Driverless Cars at the Moral Crossroads

Sunday, December 8, 2019
First Aired: 
Sunday, July 30, 2017

What Is It

Autonomous vehicles are quickly emerging as the next innovation that will change society in radical ways. Champions of this new technology say that driverless cars, which are programed to obey the law and avoid collisions, will be safer than human controlled vehicles. But how do we program these vehicles to act ethically? Should we trust computer programmers to determine the most ethical response to all possible scenarios the vehicle might encounter? And who should be held responsible for the bad − potentially lethal − decisions these cars make? Our hosts take the wheel with Harvard psychologist Joshua Greene, author of "Our Driverless Dilemma: When Should Your Car be Willing to Kill You?"

Recorded live at Cubberley Auditorium on the Stanford campus with support from the Symbolic Systems Program and the McCoy Center for Ethics in Society.

Listening Notes

Live from Cubberley Auditorium at Stanford University, Ken and Laura Maguire, Philosophy Talk director of research, discuss a familiar topic: bad drivers. Between drinking, texting, and standard human error, driving is one of the most dangerous responsibilities that humans are entrusted with every day. But could the dawn of driverless cars controlled by computer algorithms change everything? Sure, computers may be safer drivers than humans on average, but can they care about human life the same way that people can?

Harvard psychology professor Joshua Greene joins Ken and Laura to discuss the moral dilemmas that come with the advent of driverless cars. Josh admits that it is difficult for people to accept handing their capacity for decision-making over to a computer but explains that computerized driving will ultimately lead to a much safer world. Still, there is justified caution about “mechanized morality” – can we trust computers to make morally fraught decisions? Josh explains that from the perspective of neuroscience, moral decisions are just like any others, meaning that they can be programmed into computer algorithms as easily as commanding the computer to turn left or right.

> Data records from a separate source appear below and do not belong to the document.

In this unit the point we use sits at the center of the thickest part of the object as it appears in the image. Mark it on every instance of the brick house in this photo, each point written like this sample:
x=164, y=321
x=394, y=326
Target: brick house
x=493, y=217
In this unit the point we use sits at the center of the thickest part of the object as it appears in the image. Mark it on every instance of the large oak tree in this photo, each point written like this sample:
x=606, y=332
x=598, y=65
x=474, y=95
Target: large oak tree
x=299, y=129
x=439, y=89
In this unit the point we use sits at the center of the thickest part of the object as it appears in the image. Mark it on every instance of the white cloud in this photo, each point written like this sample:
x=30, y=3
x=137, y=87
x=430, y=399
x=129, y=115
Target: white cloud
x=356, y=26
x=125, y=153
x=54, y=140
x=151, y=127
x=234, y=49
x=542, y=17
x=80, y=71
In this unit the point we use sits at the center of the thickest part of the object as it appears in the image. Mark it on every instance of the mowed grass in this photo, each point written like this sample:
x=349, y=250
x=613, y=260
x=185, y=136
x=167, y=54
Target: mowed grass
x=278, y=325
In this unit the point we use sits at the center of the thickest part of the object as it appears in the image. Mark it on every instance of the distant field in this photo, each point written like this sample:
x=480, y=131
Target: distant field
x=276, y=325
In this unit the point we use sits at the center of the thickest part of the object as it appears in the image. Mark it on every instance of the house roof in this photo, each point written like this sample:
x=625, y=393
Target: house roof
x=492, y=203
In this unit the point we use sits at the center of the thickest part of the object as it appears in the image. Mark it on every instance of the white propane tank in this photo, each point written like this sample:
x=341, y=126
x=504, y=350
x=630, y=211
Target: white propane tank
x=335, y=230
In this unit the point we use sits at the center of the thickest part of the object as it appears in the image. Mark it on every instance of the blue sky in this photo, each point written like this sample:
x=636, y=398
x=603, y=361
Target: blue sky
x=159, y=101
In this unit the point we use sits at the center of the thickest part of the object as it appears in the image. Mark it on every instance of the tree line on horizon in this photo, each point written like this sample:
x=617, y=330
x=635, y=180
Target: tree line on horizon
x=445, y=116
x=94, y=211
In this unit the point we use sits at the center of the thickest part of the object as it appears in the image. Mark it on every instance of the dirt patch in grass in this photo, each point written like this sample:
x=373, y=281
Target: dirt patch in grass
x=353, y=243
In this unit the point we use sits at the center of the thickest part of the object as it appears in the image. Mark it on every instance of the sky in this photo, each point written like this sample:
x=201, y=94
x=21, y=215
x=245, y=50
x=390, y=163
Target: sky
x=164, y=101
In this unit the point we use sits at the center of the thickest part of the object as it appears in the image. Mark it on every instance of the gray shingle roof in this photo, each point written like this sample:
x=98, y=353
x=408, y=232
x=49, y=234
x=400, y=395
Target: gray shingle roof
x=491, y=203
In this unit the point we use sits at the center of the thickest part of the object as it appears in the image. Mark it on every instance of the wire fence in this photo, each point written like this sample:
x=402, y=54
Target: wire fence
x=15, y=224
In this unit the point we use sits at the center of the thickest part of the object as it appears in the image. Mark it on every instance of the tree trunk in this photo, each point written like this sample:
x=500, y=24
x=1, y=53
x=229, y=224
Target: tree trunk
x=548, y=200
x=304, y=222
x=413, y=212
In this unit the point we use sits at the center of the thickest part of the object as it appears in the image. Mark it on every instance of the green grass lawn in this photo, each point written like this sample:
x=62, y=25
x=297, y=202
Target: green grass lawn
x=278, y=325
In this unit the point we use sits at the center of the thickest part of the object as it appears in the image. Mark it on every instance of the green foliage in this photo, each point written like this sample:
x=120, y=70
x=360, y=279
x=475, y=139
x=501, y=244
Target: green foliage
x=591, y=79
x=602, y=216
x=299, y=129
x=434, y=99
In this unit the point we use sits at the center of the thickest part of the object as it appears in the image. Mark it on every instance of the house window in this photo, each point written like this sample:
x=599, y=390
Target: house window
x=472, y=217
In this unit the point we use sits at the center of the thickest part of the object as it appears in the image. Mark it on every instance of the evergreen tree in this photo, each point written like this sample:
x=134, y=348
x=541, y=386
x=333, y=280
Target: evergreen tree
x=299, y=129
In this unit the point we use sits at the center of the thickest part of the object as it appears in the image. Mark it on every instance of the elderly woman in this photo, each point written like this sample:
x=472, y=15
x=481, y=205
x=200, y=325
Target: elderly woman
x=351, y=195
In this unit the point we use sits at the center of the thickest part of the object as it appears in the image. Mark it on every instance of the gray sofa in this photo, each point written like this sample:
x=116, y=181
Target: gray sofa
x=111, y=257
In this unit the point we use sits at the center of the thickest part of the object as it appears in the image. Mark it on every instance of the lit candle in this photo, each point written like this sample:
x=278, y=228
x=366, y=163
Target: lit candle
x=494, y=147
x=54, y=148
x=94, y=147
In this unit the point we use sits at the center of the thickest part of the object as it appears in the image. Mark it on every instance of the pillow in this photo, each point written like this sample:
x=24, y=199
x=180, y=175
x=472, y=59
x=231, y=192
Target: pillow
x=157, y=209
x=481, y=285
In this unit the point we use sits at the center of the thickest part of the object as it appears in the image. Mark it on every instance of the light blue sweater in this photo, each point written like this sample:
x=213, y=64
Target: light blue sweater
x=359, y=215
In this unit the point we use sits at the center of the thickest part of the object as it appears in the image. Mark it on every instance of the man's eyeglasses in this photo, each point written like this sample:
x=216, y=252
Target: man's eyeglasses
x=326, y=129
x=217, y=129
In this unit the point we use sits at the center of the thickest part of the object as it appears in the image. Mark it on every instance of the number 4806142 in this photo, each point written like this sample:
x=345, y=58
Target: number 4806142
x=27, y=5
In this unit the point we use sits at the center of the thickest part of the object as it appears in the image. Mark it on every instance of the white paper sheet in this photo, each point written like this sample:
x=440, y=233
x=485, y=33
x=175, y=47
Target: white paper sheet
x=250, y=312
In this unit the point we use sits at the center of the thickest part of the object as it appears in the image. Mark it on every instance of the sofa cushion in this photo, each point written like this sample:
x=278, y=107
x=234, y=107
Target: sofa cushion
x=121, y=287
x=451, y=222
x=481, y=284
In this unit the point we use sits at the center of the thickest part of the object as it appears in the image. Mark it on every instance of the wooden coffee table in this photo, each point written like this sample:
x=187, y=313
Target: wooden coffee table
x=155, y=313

In the last segment, Ken, Laura, and Josh take questions from the audience about difficulties with morality that is mechanized. A lawyer points out that moral questions already have to be quantified every day in various realms from insurance to product design. A student points out that self-driving cars could be biased towards their own passengers, leading to an incongruence between passengers of different socioeconomic class. Other audience members focus on particular issues with autonomous cars, but Josh stresses that regardless of nitpicked exceptions, any sort of driverless technology will require some sort of quantified, programmed moral system. The challenge is simply deciding how that system should be set up.

  • Roving Philosophical Report (Seek to 8:13): Liza Veale visits an autonomous driving research lab at Stanford University to see how they are dealing with the technological and ethical challenges that accompany self-driving cars. While it might be 50 years before all cars on the road are autonomous, cars already are becoming far more automated.
  • Sixty-Second Philosopher (Seek to 45:55): Ian Shoales questions whether people should want driverless cars at all. He points out that the widespread adoption of driverless cars could raise all sorts of unforeseen consequences with traffic, disabilities, public transportation, and the job market for drivers. 
 

 

Transcript

Comments (2)


Gerald Fnord's picture

Gerald Fnord

Sunday, July 30, 2017 -- 10:57 AM

Driverless cars: my will be done

As a moral being and, significantly, one who privileges ratiocination over passion and reflex, I should actively _prefer_ that a car with much faster reaction times and otherwise capable of driving much better than I can would implement my moral decisions than I. I would otherwise risk momentary weakness of the body or spirit's interference with the judgements I would make were I _not_ about to crash…and, preferably, when I'm not in a misanthropic mood.

Harold G. Neuman's picture

Harold G. Neuman

Thursday, December 5, 2019 -- 10:12 AM

In 2017 I was not too worried

In 2017 I was not too worried about driver-less cars. Thinking about it now and looking at other road hazards (people too busy texting or telephoning to pay attention to their own safety; scooters, which have no business on the road in the first place; bicycle riders who refuse to obey traffic laws; etc. etc.), I realize we are approaching transportation entropy: that saturation point where it becomes well nigh impossible to keep track of increasing hazards, while safely operating any vehicle, driver-less or driven. I'm thinking of giving up driving altogether---although it will be an inconvenience, to say the least.